Kingsbury finished 35-40 in six seasons in Lubbock, with his high-water mark an 8-5 campaign and Holiday Bowl victory in 2013.
The Red Raiders then finished under .500 in four of Kingsbury's next five years, including three straight seven-loss campaigns to end his tenure.
A former Texas Tech quarterback primarily under ex-Red Raider and current Washington State head coach Mike Leach, Kingsbury ran the Air Raid offense to near-perfection. Scoring was never a problem, with the team finishing 23rd or better in five of six years.
The Red Raiders struggled on defense, however, as they never ended better than 88th in points allowed in Division I-FBS. They finished fourth-to-last and last, respectively, in 2015 and 2016.
Although defensive struggles prevented Texas Tech from achieving further success, Kingsbury can clearly coach successful offenses (and quarterbacks). He notably has the support of current Kansas City Chiefs superstar signal-caller (and ex-Red Raider) Patrick Mahomes, who played under Kingsbury from 2014-2016:
That's an excellent endorsement given Mahomes' professional success.

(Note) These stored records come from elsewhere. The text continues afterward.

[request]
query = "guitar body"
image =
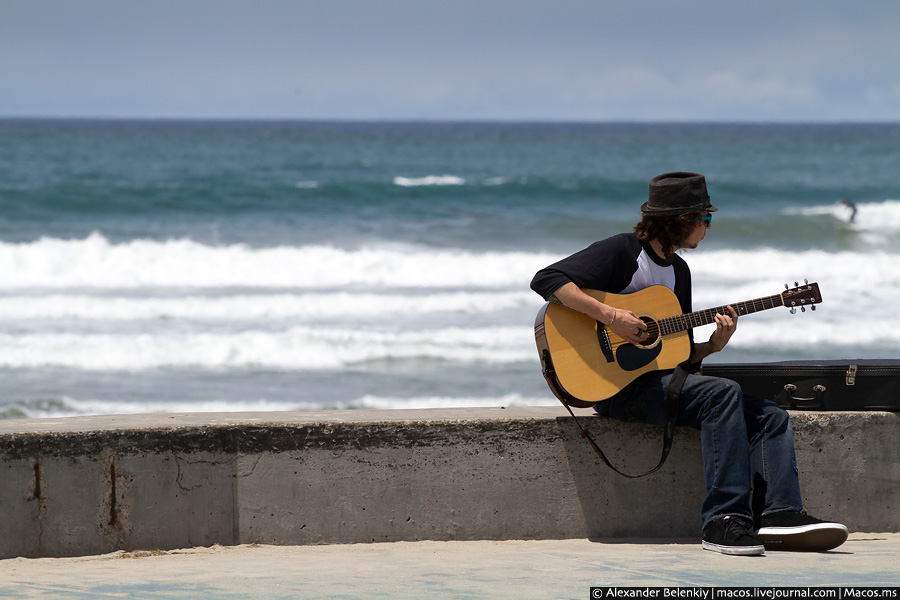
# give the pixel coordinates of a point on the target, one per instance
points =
(584, 362)
(589, 363)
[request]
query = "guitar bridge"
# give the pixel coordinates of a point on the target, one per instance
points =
(603, 340)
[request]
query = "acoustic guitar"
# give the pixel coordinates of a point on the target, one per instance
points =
(584, 361)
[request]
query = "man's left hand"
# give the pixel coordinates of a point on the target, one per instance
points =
(725, 328)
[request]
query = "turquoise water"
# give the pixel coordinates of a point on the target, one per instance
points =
(289, 265)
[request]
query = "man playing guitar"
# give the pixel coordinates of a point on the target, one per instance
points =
(753, 499)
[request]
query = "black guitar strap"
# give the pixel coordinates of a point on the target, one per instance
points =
(673, 397)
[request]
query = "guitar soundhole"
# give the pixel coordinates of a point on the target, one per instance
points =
(652, 334)
(632, 357)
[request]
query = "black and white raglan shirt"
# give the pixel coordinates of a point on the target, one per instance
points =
(621, 264)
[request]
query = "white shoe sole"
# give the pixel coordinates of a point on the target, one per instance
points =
(818, 537)
(735, 550)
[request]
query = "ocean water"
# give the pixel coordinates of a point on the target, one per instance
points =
(229, 266)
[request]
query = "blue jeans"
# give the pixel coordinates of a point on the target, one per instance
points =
(747, 442)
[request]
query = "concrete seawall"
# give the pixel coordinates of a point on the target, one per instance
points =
(90, 485)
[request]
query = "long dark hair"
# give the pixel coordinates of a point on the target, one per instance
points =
(670, 231)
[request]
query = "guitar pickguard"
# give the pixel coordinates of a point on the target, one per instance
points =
(631, 357)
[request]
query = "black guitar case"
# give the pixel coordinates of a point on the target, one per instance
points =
(853, 384)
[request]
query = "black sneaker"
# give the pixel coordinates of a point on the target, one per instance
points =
(731, 535)
(796, 530)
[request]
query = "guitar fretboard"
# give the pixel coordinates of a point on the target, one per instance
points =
(705, 317)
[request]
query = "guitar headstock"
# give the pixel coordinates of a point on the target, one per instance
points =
(801, 295)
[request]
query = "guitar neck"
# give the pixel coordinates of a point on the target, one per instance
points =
(705, 317)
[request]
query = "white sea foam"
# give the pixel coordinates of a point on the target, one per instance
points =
(429, 180)
(301, 348)
(92, 305)
(242, 307)
(94, 262)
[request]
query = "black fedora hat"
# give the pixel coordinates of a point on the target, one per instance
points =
(677, 193)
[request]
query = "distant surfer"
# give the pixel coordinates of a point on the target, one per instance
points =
(846, 202)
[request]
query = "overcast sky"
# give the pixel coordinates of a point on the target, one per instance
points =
(598, 60)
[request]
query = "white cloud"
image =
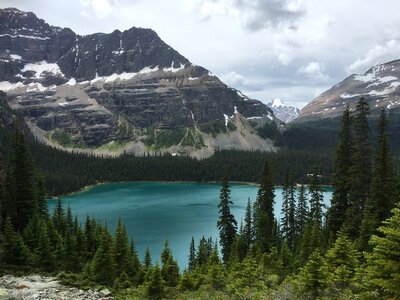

The fact that Kingsbury had offers just days after his firing, per former Dallas Cowboys Vice President of Personnel Gil Brandt, is as well.
Football is in the midst of a seismic shift, with numerous pro teams implementing aspects of collegiate offenses into their own game plans.
Of note, Adam Teicher of ESPN wrote Oct. 10 about how the Chiefs and New England Patriots were doing so. Kansas City and New England have two of the top-scoring offenses in football.
Therefore, it's no surprise Kingsbury got a role with the Trojans, as this might be a case where everyone has to join the wave of innovative offenses or risk getting left behind.
USC is coming off a disappointing 5-7 season that saw it rank just 91st in FBS scoring, but Kingsbury should be able to provide a significant boost in that area.